Друзей своих Калигула мог предать смерти и за мельчайшую провинность, и совсем без вины. Как говорится, было бы желание, а повод всегда найдется.

Калигула расправился даже с самим Макроном и женой его Эннией, приведшими его к власти. На Эннии Невии Калигула, вопреки своему обещанию, так и не женился, она так и осталась его любовницей. Когда же Энния надоела ему, Калигула в сопровождении палача заявился домой к Макрону, вошел в его спальню и заставил супругов заняться любовью при свидетелях. Улучив подходящий момент, палач, по знаку Калигулы, зарубил мечом Макрона, а Эннию Калигула задушил собственноручно. Самого же палача убили прибежавшие на шум преторианцы, подумав, что он посмел напасть на их обожаемого императора.

Да — армия и народ продолжали любить Калигулу, несмотря на все его выходки, и благодаря этой любви власть кровожадного императора казалась вечной и нерушимой.

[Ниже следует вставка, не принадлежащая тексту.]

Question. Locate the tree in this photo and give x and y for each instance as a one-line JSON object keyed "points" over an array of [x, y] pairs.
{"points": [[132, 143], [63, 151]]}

Калигула имел обыкновение во время пира уводить в свои покои какую-нибудь из чужих жен, а насладившись ею сполна, возвращать мужу, сопровождая свой поступок подробнейшим рассказом о том, как именно они занимались любовью, и отмечая при этом как недостатки, так и достоинства женщины.

Подданные императора покорно сносили его выходки, опасаясь выказывать мельчайшее недовольство, чтобы не быть казненными.

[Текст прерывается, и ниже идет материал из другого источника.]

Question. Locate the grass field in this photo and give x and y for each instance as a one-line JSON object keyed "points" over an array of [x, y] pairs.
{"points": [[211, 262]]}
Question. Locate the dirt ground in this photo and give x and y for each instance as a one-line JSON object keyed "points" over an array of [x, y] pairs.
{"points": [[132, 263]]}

«Столь же мало уважения и кротости выказывал он и к сенаторам, — свидетельствовал Светоний, — некоторых, занимавших самые высокие должности, облаченных в тоги, он заставлял бежать за своей колесницей по нескольку миль, а за обедом стоять у его ложа в изголовье или в ногах, подпоясавшись полотном [подпоясанными в Древнем Риме ходили рабы-прислужники. — А. Ш.]. Других он тайно казнил, но продолжал приглашать их, словно они были живы, и лишь через несколько дней лживо объявил, что они покончили с собой. Консулов, которые забыли издать эдикт о дне его рождения, он лишил должности, и в течение трех дней государство оставалось без высшей власти. Своего квестора, обвиненного в заговоре, он велел бичевать, сорвав с него одежду и бросив под ноги солдатам, чтобы тем было на что опираться, нанося удары.

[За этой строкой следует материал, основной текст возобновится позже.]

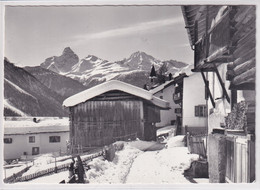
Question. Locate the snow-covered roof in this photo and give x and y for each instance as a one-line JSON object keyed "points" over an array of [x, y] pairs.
{"points": [[26, 125], [161, 87], [110, 86]]}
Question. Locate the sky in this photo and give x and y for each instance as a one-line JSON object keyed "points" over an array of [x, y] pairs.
{"points": [[113, 33]]}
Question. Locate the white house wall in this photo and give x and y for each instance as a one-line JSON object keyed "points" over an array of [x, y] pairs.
{"points": [[167, 115], [193, 95], [20, 144], [222, 107]]}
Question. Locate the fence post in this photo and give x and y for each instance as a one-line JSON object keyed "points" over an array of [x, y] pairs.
{"points": [[188, 141]]}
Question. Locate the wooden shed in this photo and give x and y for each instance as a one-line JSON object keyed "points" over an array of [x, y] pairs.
{"points": [[110, 112]]}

С такой же надменностью и жестокостью относился он и к остальным сословиям. Однажды, потревоженный среди ночи шумом толпы, которая заранее спешила занять места в цирке, он всех их разогнал палками: при замешательстве было задавлено больше двадцати римских всадников, столько же замужних женщин и несчетное число прочего народу».

Стоило подорожать скоту, которым, помимо всего прочего, откармливали диких зверей для зрелищ, как Калигула распорядился использовать для этой цели вместо животных преступников, причем не гнушался лично обходить тюрьмы и выбирать будущие жертвы.

Клеймя безвинных подданных раскаленным железом, забивая их цепями и бичами, сжигая на кострах, бросая диким зверям или, к примеру, перепиливая напополам пилой, Калигула заставлял родственников несчастных присутствовать при этих чудовищных казнях. Никто из тех, на кого пали гнев или неприязнь императора, не мог рассчитывать на легкую смерть. Простого убийства Калигуле было мало, он непременно желал насладиться муками обреченных, без которых казни теряли для него весь смысл.

Калигула всегда требовал совершать казни не спеша, мелкими частыми ударами, он приговаривал при этом, обращаясь к палачу: «Бей, чтобы он чувствовал, что умирает!»

Он жил и правил по принципу, вычитанному в одной из трагедий: «Пусть ненавидят, лишь бы боялись!» Калигуле принадлежит известное выражение: «О, если бы у римского народа была только одна шея!» Эти слова он произнес во время гонок на колесницах, в которых сам принимал участие. Гнев Калигулы был вызван тем, что зрители осмелились рукоплескать одному из его конкурентов.